Transparency and openness are critical ingredients of confidence and trust in my book. I strongly believe in being transparent in everything I do and be open to every perspective and try to see things from others’ perspective, listen to everyone and take-in good suggestions. Critical, when it is relevant and potentially affecting people around me, this is where I am highly transparent and open.
When it comes to being careful, yes there are times, when one needs to keep things close to his/her heart, but without compromising on the people and what affects them.
As you developed your leadership skills did you have a mentor, if so, who were/are they and what have you learned? And on the flip side, do you mentor any aspiring leaders and how do you approach that relationship?
I believe in learning, and have learnt from almost every person whom I have interacted in my personal and professional life. I always take good things from people and try to implement them in the way I operate. So, you can easily say that the people, the culture, the society, the community, the street vendors and C-suites – I have learnt from everyone. Yes, there are a few people that have positively contributed to where I am today, and I consider them my mentors.
I do share my life experiences, my learnings and my journey with aspiring leaders and try to guide them through different situations. Yes, am mentoring people within my organisation.
It's been a really challenging year - and that's an understatement. How do you cope with the responsibility of leading a team through such difficult waters?
I am a born optimist, and try to see an opportunity in every challenge. Yes, previous year has been challenging on so many fronts. Important to remember that our business is solely driven by people – and it is critical that they feel at ease, be it at the workplace or work from home. I am blessed with some brilliant team members, who are filled with positivity and hope, it didn’t take a lot of effort for me to motivate them, but the sense of self-responsibility and rising up to the challenge of working in an entirely different manner drove my team to achieve brilliant results.
This year has seen the industry confronted with its lack of action/progress on diversity and inclusion. As a leader how have you dealt with this?
Truly believe in diversity and inclusion. I, as a leader, am driven by the quality talent, positive attitude and passion to progress in people rather than race, ethnicity or religion. I personally believe that God has created us all as human-beings, and this is how we should see and treat people in real life, i.e., everyone is a human-being like I am.
How important is your company culture to the success of your business? And how have you managed to keep it alive with staff working remotely in 2020?

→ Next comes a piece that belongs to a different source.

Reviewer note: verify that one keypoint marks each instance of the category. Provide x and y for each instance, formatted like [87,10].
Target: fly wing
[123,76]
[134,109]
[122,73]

A positive, vibrant, responsible and collaborative culture is everything you need to design a successful and sustainable business operation. We thrive on all these attributes within the organisation, we respect each other, every member stands for every other member during a demanding work situation, we look at the positive side of life and are an integrated team that believe in progressing together.
These values helped us to continue moving forward together and in a seamless manner. Once the lockdown started, we decided that we will still let our clients feel that we are right next to them and will work even harder to overcome this challenging situation.
What are the most useful resources you’ve found to help you along your leadership journey?
The people whom I have interacted, the perspectives that enabled me to keep my horizon broader, the disagreements that made me think about viable and workable solutions, the celebrations that made every success sweeter and above all, the resilience “not losing the battle before fighting it” and never give up attitude that I got from my parents.